Award: Category; Nominee(s); Result; Ref.
Academy Awards: Best Original Song; "Again" Music and Lyrics by Janet Jackson, Jimmy Jam and Terry Lewis; Nominated
ASCAP Film and Television Music Awards: Most Performed Songs from Motion Pictures; Won
Golden Globe Awards: Best Original Song; Nominated
Golden Raspberry Awards: Worst Actress; Janet Jackson; Nominated
Worst New Star: Won
MTV Movie Awards: Best Female Performance; Won
Most Desirable Female: Won
NAACP Image Awards: Outstanding Actor in a Motion Picture; Tupac Shakur; Nominated
Outstanding Actress in a Motion Picture: Janet Jackson; Nominated

== Home media ==
Poetic Justice was released on VHS and LaserDisc in 1994, DVD in 1999 and Blu-ray in 2019. It was released on Blu-ray and Ultra HD Blu-ray by The Criterion Collection in April 2026 in the "John Singleton’s Hood Trilogy" set with Boyz n the Hood and Baby Boy.

==Soundtrack==

The soundtrack album was released on June 29, 1993, through Epic Soundtrax, and consisted of a blend of hip-hop and R&B music.

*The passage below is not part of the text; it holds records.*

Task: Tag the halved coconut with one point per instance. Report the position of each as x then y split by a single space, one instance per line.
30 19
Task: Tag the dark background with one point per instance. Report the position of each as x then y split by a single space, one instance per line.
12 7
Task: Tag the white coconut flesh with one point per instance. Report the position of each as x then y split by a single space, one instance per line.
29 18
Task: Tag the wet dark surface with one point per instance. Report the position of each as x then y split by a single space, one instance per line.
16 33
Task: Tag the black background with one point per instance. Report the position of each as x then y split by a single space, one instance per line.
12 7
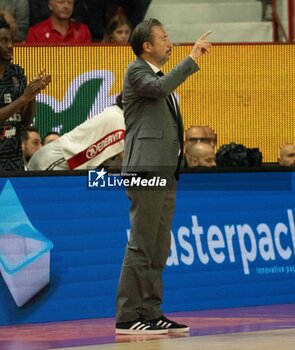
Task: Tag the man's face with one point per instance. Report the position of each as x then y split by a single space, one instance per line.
31 145
61 9
194 135
121 34
287 156
6 50
160 47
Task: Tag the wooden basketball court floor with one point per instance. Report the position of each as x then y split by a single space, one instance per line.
256 328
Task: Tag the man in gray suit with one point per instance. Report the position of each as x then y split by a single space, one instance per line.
153 150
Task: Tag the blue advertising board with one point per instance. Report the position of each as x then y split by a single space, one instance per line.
62 242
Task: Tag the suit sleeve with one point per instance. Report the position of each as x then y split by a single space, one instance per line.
146 83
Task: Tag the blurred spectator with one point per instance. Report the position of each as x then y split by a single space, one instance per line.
100 13
287 155
31 143
16 13
17 102
118 30
211 135
196 134
88 145
39 11
200 154
49 137
59 28
237 155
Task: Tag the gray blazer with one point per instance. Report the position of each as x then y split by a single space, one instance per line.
154 129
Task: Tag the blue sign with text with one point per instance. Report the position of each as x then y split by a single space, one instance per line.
62 244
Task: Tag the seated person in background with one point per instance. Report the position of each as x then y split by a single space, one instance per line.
287 155
237 155
39 11
16 14
87 146
59 28
31 143
17 102
194 134
118 30
211 135
49 137
200 154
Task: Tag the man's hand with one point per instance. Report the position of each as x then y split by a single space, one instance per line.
36 85
201 46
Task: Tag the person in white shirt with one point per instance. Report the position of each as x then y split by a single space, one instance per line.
87 146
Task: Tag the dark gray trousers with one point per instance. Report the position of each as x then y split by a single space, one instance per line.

It peaked at number 23 on the Billboard 200 chart in the United States and was certified Gold by the Recording Industry Association of America on August 25, 1993. Three charting singles were released from the album: "Indo Smoke" by Mista Grimm, "Get It Up" by TLC, and "Call Me a Mack" by Usher. Recorded at Unique Recording Studios, New York City

The soundtrack also has the Stevie Wonder song "Never Dreamed You'd Leave in Summer", a track that was originally on his 1970 album Where I'm Coming From. The song "Definition of a Thug Nigga", recorded by Tupac Shakur for the film, later appeared on his 1997 posthumous album R U Still Down? (Remember Me).